Des activistes du Syndicat des employés et employées de la Fonction publique de l'Ontario et de Justice pour les travailleurs migrants ont manifesté devant les bureaux municipaux de Leamington le 10 septembre. Ils ont audacieusement pris position contre toute tentative du conseil municipal de Leamington ou de l'Association pour l'amélioration des entreprises de faire adopter un règlement municipal contre le flânage. Ce règlement cible clairement les travailleurs migrants qui se rassemblent dans le secteur du centre-ville après le travail et les fins de semaine.

On a commencé à parler d'adopter ce règlement le 19 juillet lors d'une réunion spéciale pour discuter de la revitalisation du secteur du centre-ville de Leamington. Selon certaines sources, l'idée d'un tel règlement a été appuyée par le président de l'Association pour l'amélioration des entreprises qui a parlé de cette concentration de travailleurs au centre-ville comme d'une menace.

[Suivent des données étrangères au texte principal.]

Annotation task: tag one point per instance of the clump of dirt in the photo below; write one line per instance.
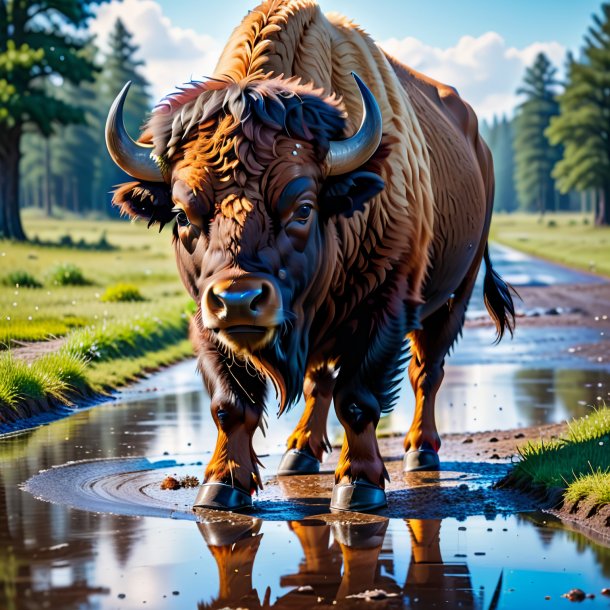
(588, 516)
(173, 484)
(189, 481)
(575, 595)
(170, 483)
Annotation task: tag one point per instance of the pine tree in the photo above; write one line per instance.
(583, 127)
(38, 40)
(535, 157)
(120, 65)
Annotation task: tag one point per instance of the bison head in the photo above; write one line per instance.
(253, 174)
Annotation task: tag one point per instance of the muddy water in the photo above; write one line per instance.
(108, 540)
(57, 556)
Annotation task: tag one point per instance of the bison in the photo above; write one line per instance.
(330, 211)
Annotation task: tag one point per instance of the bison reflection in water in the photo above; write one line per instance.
(314, 247)
(342, 561)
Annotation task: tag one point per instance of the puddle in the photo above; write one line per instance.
(100, 544)
(292, 555)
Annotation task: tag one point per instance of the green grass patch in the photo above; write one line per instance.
(579, 463)
(137, 256)
(21, 279)
(570, 239)
(105, 375)
(126, 347)
(122, 293)
(594, 487)
(110, 339)
(53, 376)
(68, 274)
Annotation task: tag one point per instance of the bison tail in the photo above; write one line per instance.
(498, 299)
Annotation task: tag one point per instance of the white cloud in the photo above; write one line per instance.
(172, 55)
(485, 70)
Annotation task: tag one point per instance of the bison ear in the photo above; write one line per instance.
(151, 201)
(348, 193)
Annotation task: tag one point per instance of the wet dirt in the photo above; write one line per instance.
(106, 536)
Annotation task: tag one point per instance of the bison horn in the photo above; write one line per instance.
(347, 155)
(132, 157)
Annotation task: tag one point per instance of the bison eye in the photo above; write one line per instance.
(182, 219)
(302, 213)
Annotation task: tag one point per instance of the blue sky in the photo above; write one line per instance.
(480, 47)
(436, 22)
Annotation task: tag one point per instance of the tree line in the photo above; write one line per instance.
(554, 154)
(55, 90)
(56, 87)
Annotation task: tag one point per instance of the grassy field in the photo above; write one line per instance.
(569, 239)
(109, 289)
(579, 463)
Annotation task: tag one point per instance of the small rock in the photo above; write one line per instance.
(305, 589)
(575, 595)
(374, 594)
(170, 483)
(189, 481)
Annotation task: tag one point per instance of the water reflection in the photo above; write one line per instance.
(343, 564)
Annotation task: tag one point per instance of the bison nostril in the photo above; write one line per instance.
(260, 299)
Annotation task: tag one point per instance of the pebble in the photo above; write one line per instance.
(170, 483)
(575, 595)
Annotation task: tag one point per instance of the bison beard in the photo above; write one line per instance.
(314, 254)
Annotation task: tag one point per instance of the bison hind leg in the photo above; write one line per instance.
(308, 442)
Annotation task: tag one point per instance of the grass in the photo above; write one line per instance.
(21, 279)
(139, 256)
(122, 293)
(578, 463)
(107, 342)
(569, 239)
(68, 274)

Bien que la municipalité ait nié vouloir adopter ce règlement qui criminalise et marginalise les travailleurs migrants, les manifestants ont dit très clairement que toute tentative de cibler les travailleurs pour leur style de vie et leurs conditions était inacceptable. Des représentants de syndicats, des Conseils du travail de Windsor et de London et des groupes d'activistes de Windsor, de Leamington, de Chatham, de London et de Toronto, dont un contingent du Parti communiste du Canada (marxiste-léniniste) ont participé à l'action et lui ont prêté leur voix.

Les orateurs ont déclaré qu'ils rejettent tout ciblage de migrants ou de quelque travailleur que ce soit. Les manifestants ont dit que ce sont les travailleurs migrants principalement qui ont bâti l'industrie de serriculture et d'agriculture à Leamington et dans les environs. Leur contribution doit être célébrée et non dénigrée. On devrait apprécier leur dur labeur en leur offrant les meilleures conditions culturelles et de vie. Il faut défendre leurs droits dans le contexte de la défense des droits de tous et non s'en prendre à eux comme un problème de loi et d'ordre.

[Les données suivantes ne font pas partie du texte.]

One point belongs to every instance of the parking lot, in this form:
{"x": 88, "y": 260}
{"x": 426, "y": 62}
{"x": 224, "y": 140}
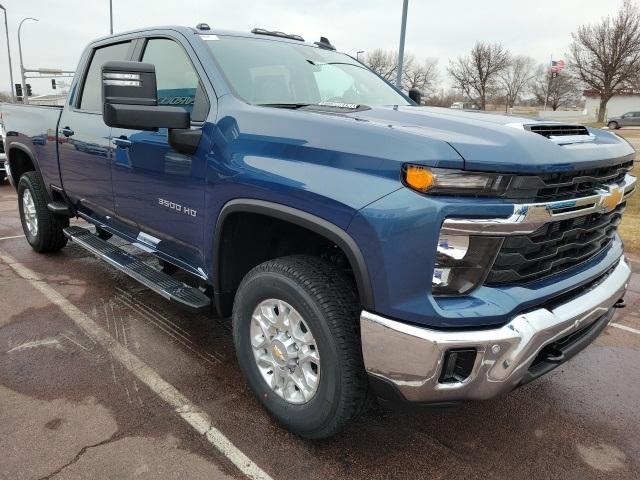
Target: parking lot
{"x": 99, "y": 378}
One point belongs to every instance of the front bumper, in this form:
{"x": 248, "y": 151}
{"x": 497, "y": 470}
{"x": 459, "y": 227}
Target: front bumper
{"x": 411, "y": 358}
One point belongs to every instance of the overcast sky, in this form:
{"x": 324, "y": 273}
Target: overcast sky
{"x": 435, "y": 28}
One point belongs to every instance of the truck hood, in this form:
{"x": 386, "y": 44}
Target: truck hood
{"x": 501, "y": 143}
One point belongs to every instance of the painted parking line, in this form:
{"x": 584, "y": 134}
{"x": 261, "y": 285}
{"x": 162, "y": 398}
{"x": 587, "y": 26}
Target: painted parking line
{"x": 9, "y": 238}
{"x": 624, "y": 327}
{"x": 189, "y": 412}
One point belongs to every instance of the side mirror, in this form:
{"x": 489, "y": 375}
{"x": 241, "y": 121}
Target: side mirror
{"x": 415, "y": 95}
{"x": 130, "y": 99}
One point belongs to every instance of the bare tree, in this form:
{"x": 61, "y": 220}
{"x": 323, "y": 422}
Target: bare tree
{"x": 556, "y": 92}
{"x": 606, "y": 56}
{"x": 383, "y": 62}
{"x": 477, "y": 74}
{"x": 422, "y": 76}
{"x": 516, "y": 78}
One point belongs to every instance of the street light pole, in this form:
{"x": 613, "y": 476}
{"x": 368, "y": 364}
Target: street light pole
{"x": 403, "y": 30}
{"x": 25, "y": 97}
{"x": 6, "y": 28}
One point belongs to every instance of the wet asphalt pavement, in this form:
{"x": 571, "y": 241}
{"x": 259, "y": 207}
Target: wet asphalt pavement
{"x": 70, "y": 409}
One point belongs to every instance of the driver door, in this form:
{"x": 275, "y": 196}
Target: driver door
{"x": 156, "y": 188}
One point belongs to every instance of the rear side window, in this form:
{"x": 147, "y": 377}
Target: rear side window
{"x": 176, "y": 78}
{"x": 91, "y": 99}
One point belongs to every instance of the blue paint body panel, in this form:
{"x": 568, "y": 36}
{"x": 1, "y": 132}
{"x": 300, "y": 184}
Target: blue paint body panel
{"x": 342, "y": 168}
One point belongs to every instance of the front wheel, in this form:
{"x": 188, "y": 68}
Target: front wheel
{"x": 42, "y": 228}
{"x": 296, "y": 333}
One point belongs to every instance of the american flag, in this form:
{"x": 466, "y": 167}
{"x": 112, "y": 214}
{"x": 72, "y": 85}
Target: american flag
{"x": 557, "y": 65}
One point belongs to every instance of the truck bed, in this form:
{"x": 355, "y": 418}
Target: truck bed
{"x": 33, "y": 128}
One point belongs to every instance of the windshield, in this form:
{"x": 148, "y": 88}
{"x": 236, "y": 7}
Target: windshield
{"x": 266, "y": 72}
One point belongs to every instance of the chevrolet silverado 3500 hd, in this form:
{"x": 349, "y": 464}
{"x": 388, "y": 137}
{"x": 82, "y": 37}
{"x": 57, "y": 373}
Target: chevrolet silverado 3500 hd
{"x": 362, "y": 244}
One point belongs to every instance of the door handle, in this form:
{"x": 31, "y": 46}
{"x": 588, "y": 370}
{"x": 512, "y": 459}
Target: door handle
{"x": 122, "y": 142}
{"x": 66, "y": 131}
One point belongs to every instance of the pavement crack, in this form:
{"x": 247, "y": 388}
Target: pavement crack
{"x": 116, "y": 436}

D'autres orateurs ont mis en lumière le fondement raciste et diversionnaire des propos officiels et des mesures proposées qui ciblent les travailleurs migrants. Ils ont aussi mis en lumière l'hypocrisie qui pourrait bien être criminelle du gouvernement Trudeau. Dans les négociations de l'ALÉNA, le gouvernement dit défendre les travailleurs mexicains alors qu'ici-même au Canada il sanctionne la négation des droits et un régime de sur-exploitation qui fait de ces travailleurs une main-d'oeuvre à bon marché et jetable après usage.

« Défendons-nous et luttons avec solidarité ! »
Extraits du discours de Gabriel Allahdua

Gabriel Allahdua, un travailleur migrant de Sainte-Lucie des Caraïbes, a travaillé pendant quatre ans dans les serres dans le cadre du Programme des travailleurs étrangers temporaires (PTET) du gouvernement fédéral. Il a parlé de la demande des travailleurs pour l'affirmation de leurs droits et identifié clairement le caractère politique de cette violation des droits. 

« On dit de cette région que c'est la capitale de la tomate. Qui sont les gens qui ont fait de cette capitale de la tomate une réalité et continuent de le faire ? »

« ...Depuis 51 ans les travailleurs migrants se rendent dans cette communauté et au Canada pour récolter les fruits et les légumes dans le cadre du Programme des travailleurs agricoles saisonniers. »

Une branche d'arbre à la main, Gabriel a comparé l'arbre à la situation à laquelle font face les travailleurs migrants. « Voici un arbre vieux de 51 ans. Je veux vous parler de l'arbre, du tronc, des branches, des feuilles et des racines. »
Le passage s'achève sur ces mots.